The NEXT NML Factory in Katunayake is the only factory in the apparel sector in Sri Lanka with an organised union and a collective bargaining agreement (CBA). As factories are located in enclosed free trade zones, organising is extremely difficult. The presence of trade unions is rare, and CBA is almost non-existent.
The union at the NEXT NML Factory in Katunayake was formed in 2021, when the factory refused to provide bonuses citing the pandemic as the reason. Workers’ action to oppose the non-payment of bonuses led to the formation of a union at the factory, and a CBA was negotiated between the union and management.
“The unilateral closure of the factory has also violated article 3.4 of the CBA agreement,” highlights one of the union leaders. Anton Marcus pointed out that “the union was invited by the factory management for a meeting on May 19th, at 5 pm. However, the management met with the union at 5.30 pm after they had already sealed the factory at 5 pm”. The union strongly opposed the factory’s arbitrary closure.
By NEXT’s own admission, their decision was motivated by cost consideration, “the salary and benefit costs in our Katunayake Factory are around 19% higher than basic wages in our other production units in Andigama and Nawaththegama.” This, however, misses an important context. These improved conditions have been the result of a long-standing struggle by the trade union, as minimum wages in Sri Lanka are so low that they are often insufficient to sustain a family.
A worker elucidates it brilliantly, “These are not benefits but rights, and they enable us to work better. For instance, if they were not to provide transportation, it would never be possible for us to start the factory shift at 8 am.”
“We want the factory to reopen so that we can continue working”, said another worker. However, many are contemplating taking the package, albeit hesitantly. Not because they do not need employment but because they are ‘certain’ that they will not find the necessary public support to push back, which already sees trade unions as a problem. Their fears are not unfounded. Representatives of the employers association spread the view that the ‘disproportionate labour costs’ is the reason behind the closure. Taking a cue from this, articles discrediting unions and their leaders are already being published in the media.

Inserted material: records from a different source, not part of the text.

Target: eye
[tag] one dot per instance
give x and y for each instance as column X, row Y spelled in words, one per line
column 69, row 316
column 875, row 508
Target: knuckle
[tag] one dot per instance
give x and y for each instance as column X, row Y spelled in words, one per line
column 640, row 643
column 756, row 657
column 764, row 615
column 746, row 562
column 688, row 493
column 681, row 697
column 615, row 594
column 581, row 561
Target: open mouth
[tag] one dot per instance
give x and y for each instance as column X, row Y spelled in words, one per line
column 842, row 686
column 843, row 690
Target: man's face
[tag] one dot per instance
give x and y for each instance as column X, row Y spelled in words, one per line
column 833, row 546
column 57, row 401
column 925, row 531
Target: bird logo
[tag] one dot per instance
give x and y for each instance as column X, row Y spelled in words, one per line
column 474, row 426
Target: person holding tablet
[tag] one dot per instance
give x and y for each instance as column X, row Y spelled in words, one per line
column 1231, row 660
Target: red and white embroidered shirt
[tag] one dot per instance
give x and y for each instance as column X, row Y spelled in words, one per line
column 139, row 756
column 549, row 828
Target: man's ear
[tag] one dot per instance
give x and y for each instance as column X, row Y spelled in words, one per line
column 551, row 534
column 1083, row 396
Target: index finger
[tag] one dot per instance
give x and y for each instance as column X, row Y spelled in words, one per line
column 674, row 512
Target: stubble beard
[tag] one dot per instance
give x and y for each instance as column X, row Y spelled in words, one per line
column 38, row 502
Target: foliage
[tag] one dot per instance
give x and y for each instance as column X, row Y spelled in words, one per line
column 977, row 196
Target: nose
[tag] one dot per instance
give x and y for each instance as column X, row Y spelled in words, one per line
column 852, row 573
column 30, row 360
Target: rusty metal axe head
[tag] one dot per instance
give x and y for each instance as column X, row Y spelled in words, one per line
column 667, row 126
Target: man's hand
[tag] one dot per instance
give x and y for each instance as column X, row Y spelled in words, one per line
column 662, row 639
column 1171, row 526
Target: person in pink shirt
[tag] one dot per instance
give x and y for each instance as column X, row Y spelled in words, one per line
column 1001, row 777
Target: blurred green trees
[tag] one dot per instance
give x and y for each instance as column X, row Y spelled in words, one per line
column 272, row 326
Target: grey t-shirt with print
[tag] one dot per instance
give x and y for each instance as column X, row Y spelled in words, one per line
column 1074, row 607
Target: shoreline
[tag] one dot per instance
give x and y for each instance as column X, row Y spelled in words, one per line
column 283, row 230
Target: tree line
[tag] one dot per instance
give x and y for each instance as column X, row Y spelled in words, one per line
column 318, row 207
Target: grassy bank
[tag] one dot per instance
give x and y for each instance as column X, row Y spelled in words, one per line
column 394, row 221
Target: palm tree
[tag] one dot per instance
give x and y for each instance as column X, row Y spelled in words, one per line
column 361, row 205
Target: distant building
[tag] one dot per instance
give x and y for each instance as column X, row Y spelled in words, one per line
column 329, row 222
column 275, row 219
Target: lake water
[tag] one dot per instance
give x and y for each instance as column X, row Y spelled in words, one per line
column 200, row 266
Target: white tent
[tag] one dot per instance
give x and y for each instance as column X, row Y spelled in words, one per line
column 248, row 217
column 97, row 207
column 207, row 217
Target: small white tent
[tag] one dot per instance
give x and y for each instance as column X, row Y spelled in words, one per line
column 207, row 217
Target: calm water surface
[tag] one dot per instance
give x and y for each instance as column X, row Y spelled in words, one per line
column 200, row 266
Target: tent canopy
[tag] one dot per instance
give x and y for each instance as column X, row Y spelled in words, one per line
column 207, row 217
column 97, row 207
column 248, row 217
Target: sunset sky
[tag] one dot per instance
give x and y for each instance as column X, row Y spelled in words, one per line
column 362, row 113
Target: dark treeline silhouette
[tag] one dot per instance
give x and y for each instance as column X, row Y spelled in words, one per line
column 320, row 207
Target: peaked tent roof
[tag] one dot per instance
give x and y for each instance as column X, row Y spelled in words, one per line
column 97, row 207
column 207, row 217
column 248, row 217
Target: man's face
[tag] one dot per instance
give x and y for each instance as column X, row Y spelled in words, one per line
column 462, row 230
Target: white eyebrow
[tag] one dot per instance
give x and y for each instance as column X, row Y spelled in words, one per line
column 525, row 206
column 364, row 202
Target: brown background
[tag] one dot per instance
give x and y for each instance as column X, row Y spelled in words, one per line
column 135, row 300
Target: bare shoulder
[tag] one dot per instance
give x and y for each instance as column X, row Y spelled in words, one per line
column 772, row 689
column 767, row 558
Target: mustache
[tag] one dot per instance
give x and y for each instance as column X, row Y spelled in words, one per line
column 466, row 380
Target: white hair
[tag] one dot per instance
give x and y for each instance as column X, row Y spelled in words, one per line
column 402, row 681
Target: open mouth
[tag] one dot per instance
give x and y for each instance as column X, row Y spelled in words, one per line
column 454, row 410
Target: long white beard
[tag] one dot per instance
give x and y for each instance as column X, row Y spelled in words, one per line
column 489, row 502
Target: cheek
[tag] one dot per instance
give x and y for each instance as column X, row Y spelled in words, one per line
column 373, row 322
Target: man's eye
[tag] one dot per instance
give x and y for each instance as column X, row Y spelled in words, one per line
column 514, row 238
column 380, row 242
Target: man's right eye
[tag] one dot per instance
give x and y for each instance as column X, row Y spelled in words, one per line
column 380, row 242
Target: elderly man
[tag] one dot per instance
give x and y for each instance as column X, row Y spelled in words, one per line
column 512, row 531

NEXT has pointed to a severance package, along with support to help laid-off workers find alternative employment in other factories. However, workers tell a different story. The termination package offered is being used as a preventive measure to ensure that workers do not take legal recourse. “Some of us visited other factories to seek employment but were categorically told that NEXT employees would not get jobs,” said one worker. This is because employers are scared of a unionised workforce.
June 10th will be the last day for full payment; after this date, wages will revert to basic pay. A worker asks a pertinent question, “the severance package is not millions; what will we do after it runs out? Where will we find jobs?” The majority of the workers are internal migrants and the sole breadwinners for their families.
Sri Lanka now faces a 44% trade tariff imposed by the Trump administration. The garment sector is bracing itself for a storm. Unions in Sri Lanka have come together and formed alliances to discuss the impact and prepare itself. The government must include the voices of workers and unions, to ensure that the impacts of such closures and tariffs on workers can be minimised and an economic recovery that do not leave workers behind can be brought forth.